Objective: It is well known that the renin angiotensin system (RAS) plays a pivotal role in the development of diabetic nephropathy (DMN). Recent genome-wide association studies have identified a number of common genetic variants associated with blood pressure variation in east Asians. One of such loci is angiotensinase A (ENPEP), which converts the angiotensin II to angiotensin III in the RAS. We therefore tested the hypothesis that genetic variants of ENPEP could show significant association with prevalence of DMN. Design and method: We enrolled consecutive 345 subjects who had consulted our hospitals for type 2 diabetes. They consisted of cases with nephropathy (57.1 %) and controls (42.9%).
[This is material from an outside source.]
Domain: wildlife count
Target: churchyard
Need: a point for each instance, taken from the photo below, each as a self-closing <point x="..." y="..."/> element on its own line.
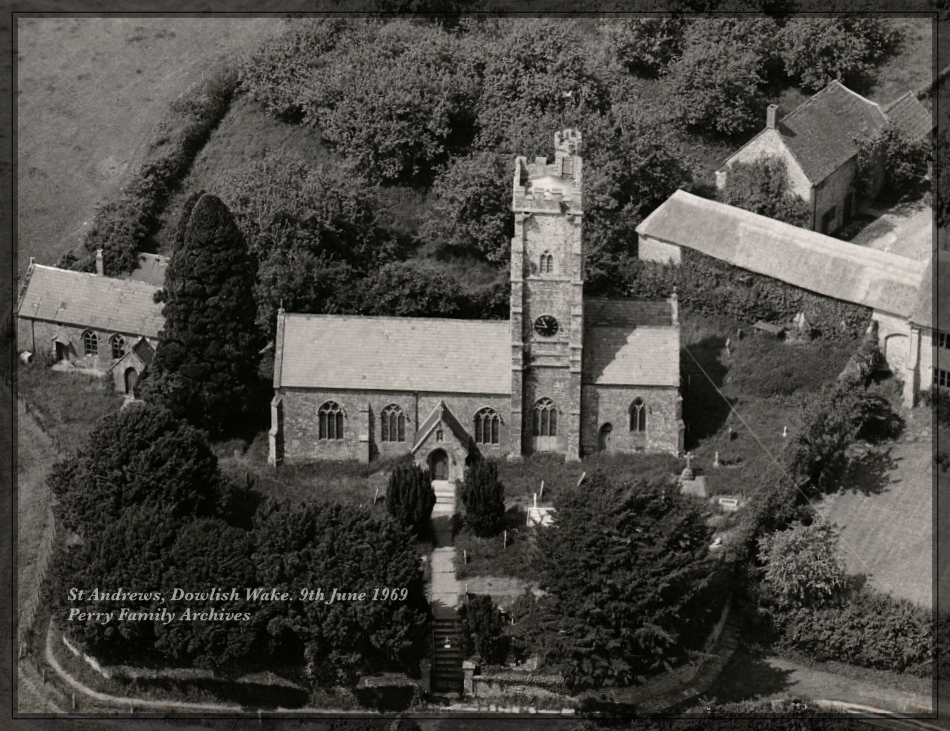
<point x="746" y="394"/>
Genomic DNA was isolated from human leukocytes by QIAamp kit. Genotypes were assayed with genomic DNA for a C/T variant of ENPEP (rs6825911) using the StepOnePlus real-time PCR system by TaqMan method. Association between the genetic variant and the prevalence of DMN was tested. Results: The numbers of individuals with each genotype of ENPEP were as follows (CC, CT and TT): 64, 93 and 40 for cases and 29, 84 and 35 for controls. Accordingly, the risk for DMN was 1.39 (95% confidence interval; 1.02–1.88), p = 0.03 for allelic comparison and also p = 0.03 for Armitages trend test. Thus, a significant association with DMN was observed for the ENPEP variant with 1.4 times risk. Conclusions: Thus, it is found that a genetic variant of ENPEP may have a significant impact on the onset of DMN.